Menandro e il suo “rapporto” con Euripide

Menandro nacque a Cefisia, demo di Atene, nel 342/1 a. C. Di origine nobile, frequentò gli ambienti dei filosofi: fu compagno di fanciullezza di Epicuro e, probabilmente, allievo del filosofo Teofrasto (discepolo di Aristotele).

Rispetto alla commedia antica, Menandro introdusse alcune novità nella scansione della rappresentazione teatrale. Innanzitutto fissò l'attenzione, come Euripide, sul prologo in cui sono raccontati sia l'antefatto sia la conclusione della commedia per consentire agli spettatori di concentrarsi non sulla trama, ma su come questa viene rappresentata.

La commedia di Menandro nasconde spesso fini etici La commedia di Menandro nasconde spesso fini etici. In questo, ha molto in comune con Euripide, che, al di là delle storie luttuose che narra, mira ad indirizzare l’uditorio verso un comportamento corretto.

Pare che Menandro abbia avuto grande venerazione per la tragedia Ione, da cui ha sicuramente tratto i temi ricorrenti nella sua produzione. Le sue opere sono costruite intorno a imprevisti cambiamenti di situazione, a fatti ricorrenti come esposizioni di neonati, riconoscimenti improvvisi, rapimenti. Tipico della Commedia Nuova è il tema del riconoscimento, già molto usato nel tardo Euripide: la rivelazione di un inaspettato legame di parentela è determinante per sciogliere situazioni complicate e non risolvibili dall'agire umano.

L’interesse profondo e critico sui rapporti familiari è comune ai due generi, e in particolare, sia in Euripide che in Menandro, c’è molta attenzione alle relazioni tra genitori e figli, tra fratelli e tra moglie e marito.

Eredità sempre euripidea, specie dell'ultima fase della sua produzione tragica , è l'ampio intervento riservato all'imprevedibilità della Tyche, che, dopo aver rovesciato capricciosamente situazioni e destini, li ricompone nella necessità del lieto fine.
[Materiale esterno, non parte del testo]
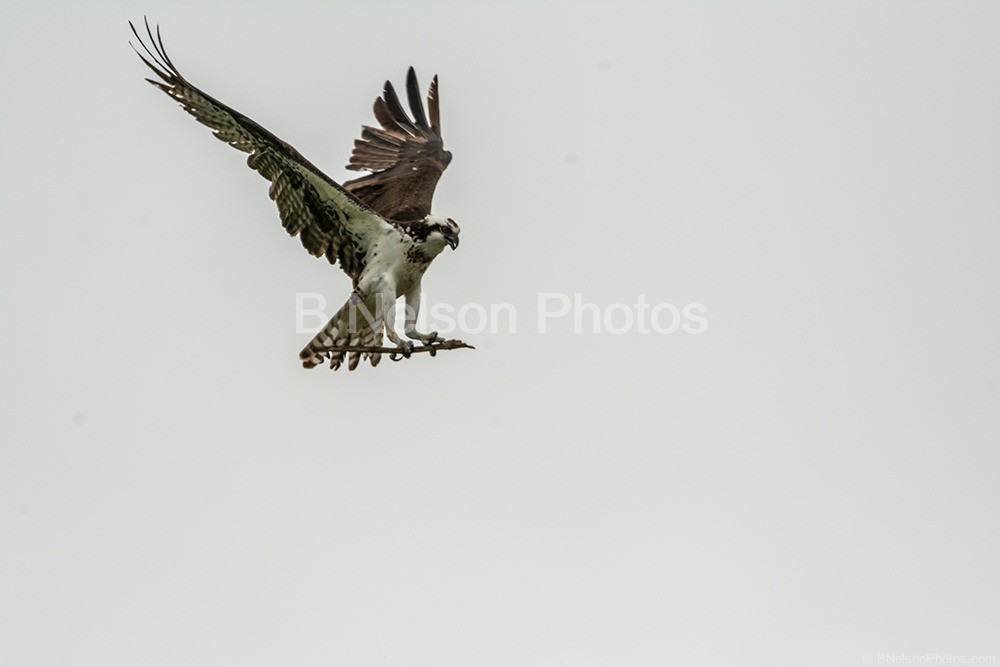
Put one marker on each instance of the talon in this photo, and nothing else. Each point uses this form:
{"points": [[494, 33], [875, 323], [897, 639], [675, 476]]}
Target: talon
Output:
{"points": [[405, 348]]}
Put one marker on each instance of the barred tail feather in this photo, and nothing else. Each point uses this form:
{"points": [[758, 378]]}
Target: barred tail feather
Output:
{"points": [[355, 324]]}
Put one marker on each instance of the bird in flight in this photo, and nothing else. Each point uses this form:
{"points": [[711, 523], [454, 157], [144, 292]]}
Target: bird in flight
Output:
{"points": [[378, 227]]}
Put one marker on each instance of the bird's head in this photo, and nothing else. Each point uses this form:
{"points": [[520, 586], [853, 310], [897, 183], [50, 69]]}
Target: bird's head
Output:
{"points": [[442, 230]]}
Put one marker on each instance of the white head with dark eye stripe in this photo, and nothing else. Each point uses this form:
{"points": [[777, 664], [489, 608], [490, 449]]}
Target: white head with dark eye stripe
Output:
{"points": [[442, 230]]}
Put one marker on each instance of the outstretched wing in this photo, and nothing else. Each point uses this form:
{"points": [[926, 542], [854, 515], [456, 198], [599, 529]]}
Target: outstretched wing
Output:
{"points": [[406, 157], [329, 220]]}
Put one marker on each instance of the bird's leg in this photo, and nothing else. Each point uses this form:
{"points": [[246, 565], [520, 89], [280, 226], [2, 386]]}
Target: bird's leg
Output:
{"points": [[412, 311], [387, 304]]}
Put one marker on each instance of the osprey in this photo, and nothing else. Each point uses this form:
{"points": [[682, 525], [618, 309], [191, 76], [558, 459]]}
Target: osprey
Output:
{"points": [[379, 227]]}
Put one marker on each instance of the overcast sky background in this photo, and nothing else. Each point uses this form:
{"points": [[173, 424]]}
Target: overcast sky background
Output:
{"points": [[812, 479]]}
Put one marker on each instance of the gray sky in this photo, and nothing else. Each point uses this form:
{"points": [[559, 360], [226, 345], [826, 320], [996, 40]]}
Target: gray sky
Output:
{"points": [[811, 479]]}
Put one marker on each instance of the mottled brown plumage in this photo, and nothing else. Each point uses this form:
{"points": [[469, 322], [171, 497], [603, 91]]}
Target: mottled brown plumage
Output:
{"points": [[406, 156], [377, 228]]}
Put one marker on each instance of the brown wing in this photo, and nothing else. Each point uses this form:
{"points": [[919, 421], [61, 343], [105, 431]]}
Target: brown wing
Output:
{"points": [[328, 219], [406, 157]]}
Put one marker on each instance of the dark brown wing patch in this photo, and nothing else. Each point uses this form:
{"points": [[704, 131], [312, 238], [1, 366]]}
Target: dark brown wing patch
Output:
{"points": [[406, 156]]}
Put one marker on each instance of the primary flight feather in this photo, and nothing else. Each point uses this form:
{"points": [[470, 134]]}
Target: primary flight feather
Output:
{"points": [[378, 227]]}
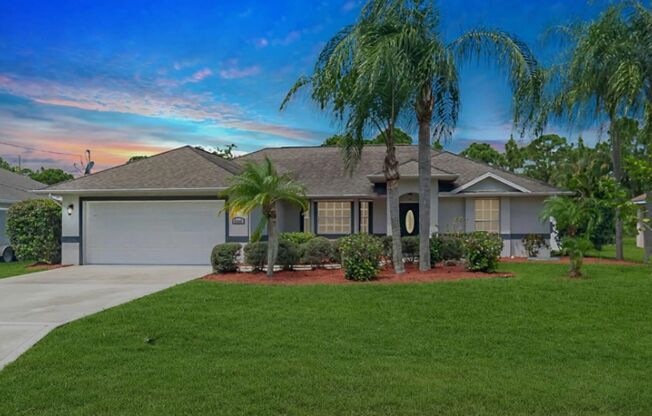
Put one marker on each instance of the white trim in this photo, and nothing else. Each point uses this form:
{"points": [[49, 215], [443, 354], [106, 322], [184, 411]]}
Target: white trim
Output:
{"points": [[492, 176]]}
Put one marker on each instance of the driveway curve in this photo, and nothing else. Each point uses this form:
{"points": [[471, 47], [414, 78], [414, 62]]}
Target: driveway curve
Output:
{"points": [[32, 305]]}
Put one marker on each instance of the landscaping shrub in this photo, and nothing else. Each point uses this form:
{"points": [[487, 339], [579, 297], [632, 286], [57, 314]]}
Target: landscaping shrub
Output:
{"points": [[224, 257], [361, 256], [452, 246], [256, 255], [410, 248], [435, 250], [289, 254], [297, 238], [34, 228], [317, 251], [482, 250], [533, 243]]}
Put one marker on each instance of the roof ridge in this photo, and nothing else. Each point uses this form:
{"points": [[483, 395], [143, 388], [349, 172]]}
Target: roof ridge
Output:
{"points": [[230, 167], [522, 176], [116, 167]]}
Prima dell’allegro scioglimento, Menandro propone un momento di patetismo molto gradito dagli spettatori greci.

Menandro porta nella commedia i lunghi monologhi del teatro tragico, le esortazioni al bene, le tematiche euripidee, da lui condivise e mai messe in ridicolo.

La commedia di Menandro è nota per il realismo con cui imita la vita La commedia di Menandro è nota per il realismo con cui imita la vita. Per questo, gli interventi divini sono ridotti all’essenziale, a volte solo al prologo o all’epilogo, alla maniera euripidea.

Anche il gioco delle parti è di stile tragico: dietro le fanciulle abbandonate e gli schiavi maltrattati si nascondono spesso ricche ereditiere e uomini liberi.

Naturalmente tante sono le differenze: gli uomini che andavano a teatro nel v secolo a.C. credevano ancora nel ruolo colonialista di Atene e nel suo esempio di città democratica. Con la creazione di una nuova civiltà da parte di Alessandro Magno, la commedia dovette mostrare un mondo diverso, con interessi diversi.

Lo specchio della tragedia e della commedia antica era l’universo della polis e i temi trattati erano il destino umano, la giustizia, la fede negli dei e i problemi politici: gli Ateniesi andavano a teatro perché sapevano che ciò che era rappresentato era attuale e, anche se non mancavano le contestazioni e le critiche, riguardava comunque la città. Il coro rappresentava quindi la collettività, era un tramite tra l’esperienza tragica dell’eroe straordinario e la visione dei cittadini.

Il coro comico, in epoca ellenistica, ha invece il compito di parlare a nome del poeta ed è investito quindi di un ruolo metateatrale, poiché il teatro parla di se stesso.